Mayor DeStefano Urges City Employees to Celebrate National Walk to Work Day, this Friday, April 3
Mayor DeStefano, the Health Department and the Transportation, Traffic and Parking Department will kick-off the Spring Street Smarts Campaign at a National Walk to Work event this Friday at 8 a.m. at the intersections of Court Street and Olive Street, and Court Street and State Street in Downtown. At this event, residents will have the opportunity to sign up for the City’s Street Smarts program, receive useful tips on becoming safer pedestrians, cyclists and motorists. Also at this event, the City will unveil ten of the twenty new in-road pedestrian signs that will be installed throughout New Haven over the course of the next several weeks.

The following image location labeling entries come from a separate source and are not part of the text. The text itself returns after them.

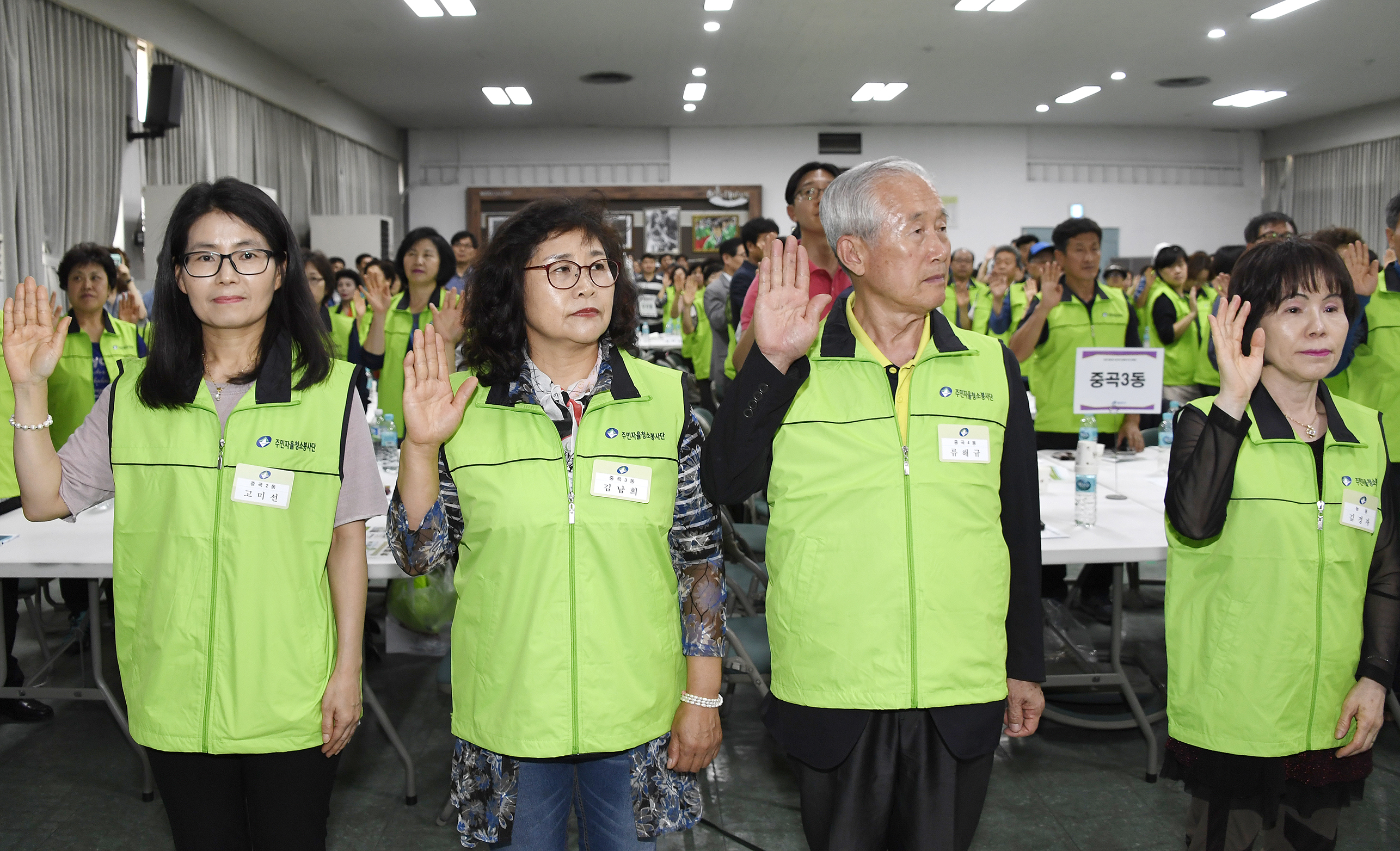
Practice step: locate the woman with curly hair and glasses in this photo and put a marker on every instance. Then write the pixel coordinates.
(566, 488)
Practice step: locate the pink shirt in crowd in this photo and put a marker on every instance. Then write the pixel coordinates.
(821, 282)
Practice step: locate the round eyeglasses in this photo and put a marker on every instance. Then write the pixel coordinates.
(563, 275)
(245, 261)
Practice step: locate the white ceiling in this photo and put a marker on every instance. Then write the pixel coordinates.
(797, 62)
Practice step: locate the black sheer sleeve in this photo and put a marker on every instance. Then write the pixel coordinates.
(1202, 473)
(1164, 319)
(738, 454)
(1021, 529)
(1381, 619)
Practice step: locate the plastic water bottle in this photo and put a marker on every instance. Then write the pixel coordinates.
(1090, 429)
(1087, 483)
(390, 440)
(1164, 437)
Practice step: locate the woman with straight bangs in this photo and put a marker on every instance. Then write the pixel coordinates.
(243, 471)
(567, 490)
(1283, 587)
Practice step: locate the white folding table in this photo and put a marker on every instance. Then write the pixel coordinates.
(83, 551)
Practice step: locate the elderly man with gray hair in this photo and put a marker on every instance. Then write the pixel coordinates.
(905, 546)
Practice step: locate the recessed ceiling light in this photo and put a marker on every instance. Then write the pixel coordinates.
(1084, 91)
(1251, 98)
(426, 9)
(878, 91)
(1280, 9)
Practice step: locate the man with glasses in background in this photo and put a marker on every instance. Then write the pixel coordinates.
(804, 198)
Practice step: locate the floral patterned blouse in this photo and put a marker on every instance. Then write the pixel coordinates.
(485, 783)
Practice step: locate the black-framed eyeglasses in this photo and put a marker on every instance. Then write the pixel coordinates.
(563, 275)
(245, 261)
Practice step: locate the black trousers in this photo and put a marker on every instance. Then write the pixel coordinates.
(899, 788)
(241, 801)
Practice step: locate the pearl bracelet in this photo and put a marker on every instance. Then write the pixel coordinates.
(710, 703)
(44, 424)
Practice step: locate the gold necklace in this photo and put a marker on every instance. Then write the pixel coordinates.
(1310, 430)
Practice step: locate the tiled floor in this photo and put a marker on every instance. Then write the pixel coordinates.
(73, 783)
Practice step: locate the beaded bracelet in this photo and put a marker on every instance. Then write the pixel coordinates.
(44, 424)
(710, 703)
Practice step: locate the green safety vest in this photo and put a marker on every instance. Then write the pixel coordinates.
(226, 633)
(1263, 622)
(1179, 367)
(1206, 374)
(9, 485)
(858, 569)
(1105, 324)
(567, 632)
(70, 387)
(1374, 375)
(398, 334)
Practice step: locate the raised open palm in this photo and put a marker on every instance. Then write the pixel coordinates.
(432, 412)
(33, 342)
(1239, 373)
(784, 317)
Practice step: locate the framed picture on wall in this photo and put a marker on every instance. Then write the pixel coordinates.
(709, 231)
(662, 230)
(495, 220)
(622, 221)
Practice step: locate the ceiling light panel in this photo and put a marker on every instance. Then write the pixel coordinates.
(1280, 9)
(425, 9)
(1084, 91)
(1251, 98)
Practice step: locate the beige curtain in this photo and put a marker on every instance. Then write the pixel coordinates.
(1340, 187)
(62, 131)
(227, 131)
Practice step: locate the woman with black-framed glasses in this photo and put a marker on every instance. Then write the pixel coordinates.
(566, 490)
(243, 471)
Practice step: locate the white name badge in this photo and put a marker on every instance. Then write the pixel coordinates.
(262, 486)
(622, 482)
(965, 444)
(1359, 510)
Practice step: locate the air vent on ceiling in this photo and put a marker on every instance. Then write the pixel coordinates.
(1183, 82)
(838, 143)
(606, 77)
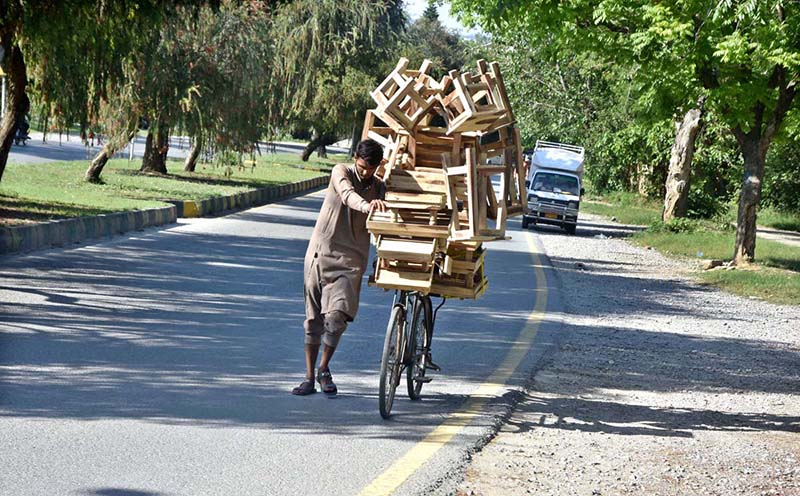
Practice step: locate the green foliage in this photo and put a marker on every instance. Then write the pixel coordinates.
(427, 38)
(782, 178)
(772, 285)
(57, 189)
(324, 65)
(676, 225)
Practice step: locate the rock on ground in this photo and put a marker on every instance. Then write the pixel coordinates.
(661, 386)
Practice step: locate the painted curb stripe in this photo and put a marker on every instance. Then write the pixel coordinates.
(494, 386)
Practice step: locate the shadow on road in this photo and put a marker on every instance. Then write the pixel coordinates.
(184, 326)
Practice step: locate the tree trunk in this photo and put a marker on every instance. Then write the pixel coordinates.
(194, 153)
(17, 101)
(155, 151)
(112, 146)
(100, 160)
(355, 138)
(754, 145)
(754, 151)
(680, 164)
(319, 140)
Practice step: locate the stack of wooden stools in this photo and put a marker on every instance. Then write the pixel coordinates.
(445, 142)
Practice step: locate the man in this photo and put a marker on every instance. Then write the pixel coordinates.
(336, 258)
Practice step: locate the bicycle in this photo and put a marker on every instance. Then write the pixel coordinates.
(407, 347)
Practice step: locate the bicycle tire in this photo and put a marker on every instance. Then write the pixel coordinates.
(390, 360)
(419, 346)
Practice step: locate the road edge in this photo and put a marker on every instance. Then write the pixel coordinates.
(60, 233)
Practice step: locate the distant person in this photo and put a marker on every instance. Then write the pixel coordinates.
(336, 258)
(22, 130)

On National Walk to Work Day employees are encouraged to walk for all or part of their commute to work and to aim for a minimum 15 minute walk each way. If you take public transportation, try walking to a further stop before boarding, or getting off a stop early and walking the rest of the distance to work. If an employee’s commute is too long, they can make it a Walk to Lunch Day.
Walking for 30-60 minutes a day greatly reduces risks of heart disease, cancer, stroke, and diabetes. By finding a way to make walking part of each day, experts say, you are giving yourself proven health benefits far beyond any promised by herbs, vitamins, or prescription drugs.
New Haven has the highest percentage of residents who walk to work of any large city in New England. In fact, less than half of all New Haveners take a single-occupant vehicle to work and Prevention Magazine ranks New Haven as a Top 20 "Best Walking City".
As always, employees are encouraged to practice Street Smarts. Street Smarts go beyond simply obeying the traffic regulations or driving below the speed limit. Street Smarts call for attentiveness at all times; patience with others and a willingness to share the road.
National Walk to Work Day is endorsed by the US Department of Health and Human Services and the American Podiatric Medical Association.